How risky should your portfolio be?
I’d argue that asking yourself this question will be significantly more impactful to your financial future than worrying about what to invest in.
In some sense, the question of how to build your portfolio has been solved.
Focus on diversification and low costs, make sure you have good reasons for deviating from the market portfolio, and you’re pretty much done. Modern ETFs make these tasks easy to accomplish for whatever risk profile you might have. Trying to get fancy chasing excess risk-adjusted returns is almost certainly a waste of time for the average investor.
The question of what appropriate risk looks like for you, on the other hand, is much less cut and dried.

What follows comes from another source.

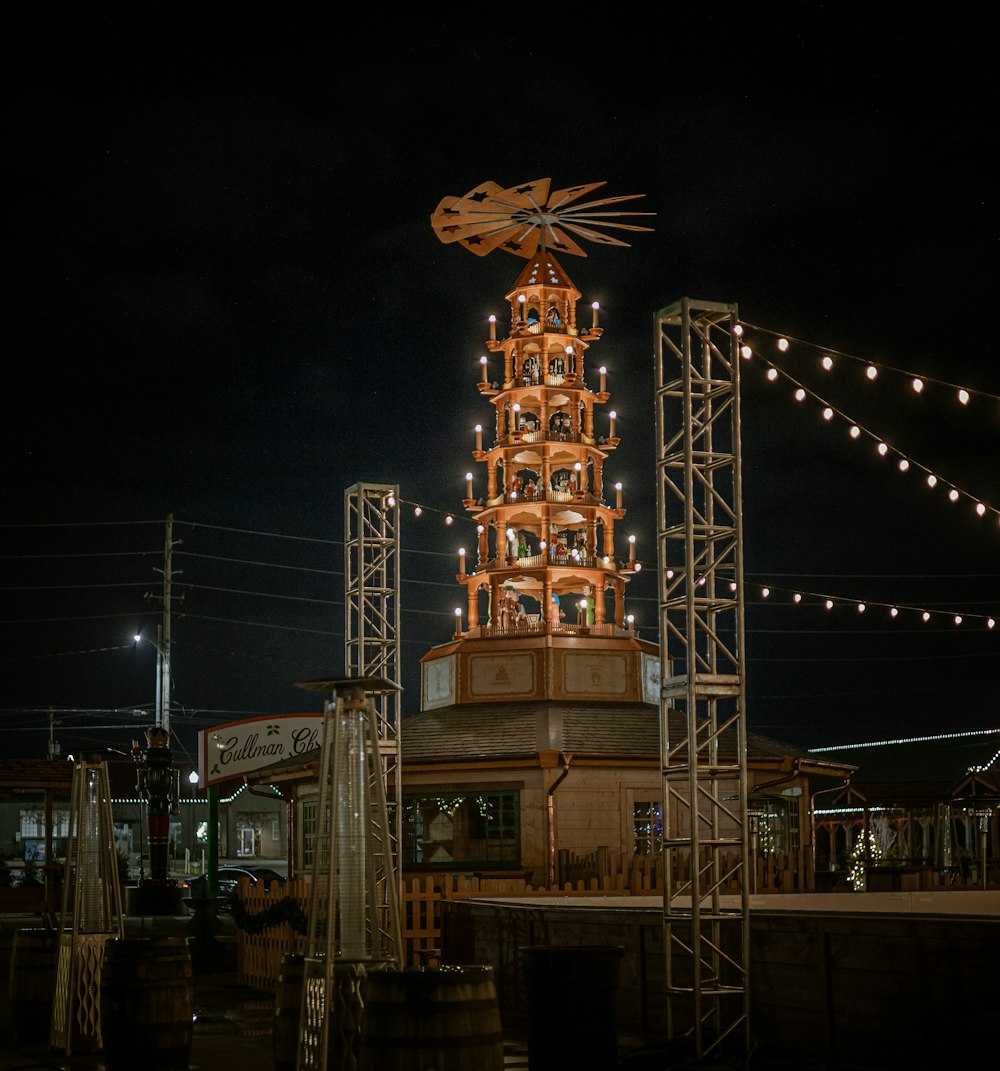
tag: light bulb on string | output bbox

For starters, it is a much more complex and personal matter. To paint a complete picture one needs to consider current wealth, career and retirement plans, investment return expectations, spending habits, importance of bequests, and risk aversion at the very least. One then needs to combine these in a coherent framework to form a plan spanning decades. This is no trivial task.
To make matters worse, there is a dearth of good advice on the topic. Most of what you will find is rules of thumb, vague questionnaires, and generic conventional wisdom. First principles arguments are conspicuously absent. Almost all published investing advice focuses on what to invest in, rather than how much to invest.

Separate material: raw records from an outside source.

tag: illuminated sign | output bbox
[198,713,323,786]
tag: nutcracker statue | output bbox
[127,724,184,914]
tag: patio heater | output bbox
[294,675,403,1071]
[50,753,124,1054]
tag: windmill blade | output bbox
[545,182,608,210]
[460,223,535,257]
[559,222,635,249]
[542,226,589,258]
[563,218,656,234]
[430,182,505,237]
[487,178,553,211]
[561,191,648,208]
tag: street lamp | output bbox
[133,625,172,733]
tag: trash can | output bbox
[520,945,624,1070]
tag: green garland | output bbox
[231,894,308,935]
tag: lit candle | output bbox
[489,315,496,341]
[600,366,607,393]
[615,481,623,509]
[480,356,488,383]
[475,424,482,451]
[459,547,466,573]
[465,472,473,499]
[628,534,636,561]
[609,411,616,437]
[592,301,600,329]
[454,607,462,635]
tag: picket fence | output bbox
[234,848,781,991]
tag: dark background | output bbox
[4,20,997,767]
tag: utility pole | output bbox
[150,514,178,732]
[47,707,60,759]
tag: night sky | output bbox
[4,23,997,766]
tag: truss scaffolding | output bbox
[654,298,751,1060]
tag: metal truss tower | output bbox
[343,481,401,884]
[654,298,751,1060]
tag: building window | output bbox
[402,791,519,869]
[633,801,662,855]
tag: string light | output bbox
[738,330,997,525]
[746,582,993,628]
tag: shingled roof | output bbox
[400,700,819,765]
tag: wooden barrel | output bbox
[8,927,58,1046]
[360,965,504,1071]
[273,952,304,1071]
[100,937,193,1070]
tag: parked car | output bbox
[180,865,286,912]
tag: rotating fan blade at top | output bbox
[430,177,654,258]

Part of this is simple supply and demand: picking stocks or industries is interesting and exciting.
Setting up your finances with a view to three decades from now? Much less sexy. People write what people read.
The other part is that most people, even the financially literate, even many of the financial professionals giving out advice, simply are not trained on how to approach these questions in a methodical way.
While the relevant foundations of choice theory and optimal betting have been established since the 1960s, the transition of these ideas out of academia into financial education and practice has been slow.
Some of this slowness can be attributed to the lack of computing power available when these ideas first appeared, some to various accidents of history. Haghani and Dewey’s biased coin flip experiment illustrates this failure of dissemination well: the majority of the experiment’s financially trained participants failed to make optimal sizing decisions on the simplest of favorable bets.
This website hopes to help you answer this key question of appropriate risk by giving you a simple conceptual framework to inform your choices, along with the computational tooling to apply the framework to your specific situation.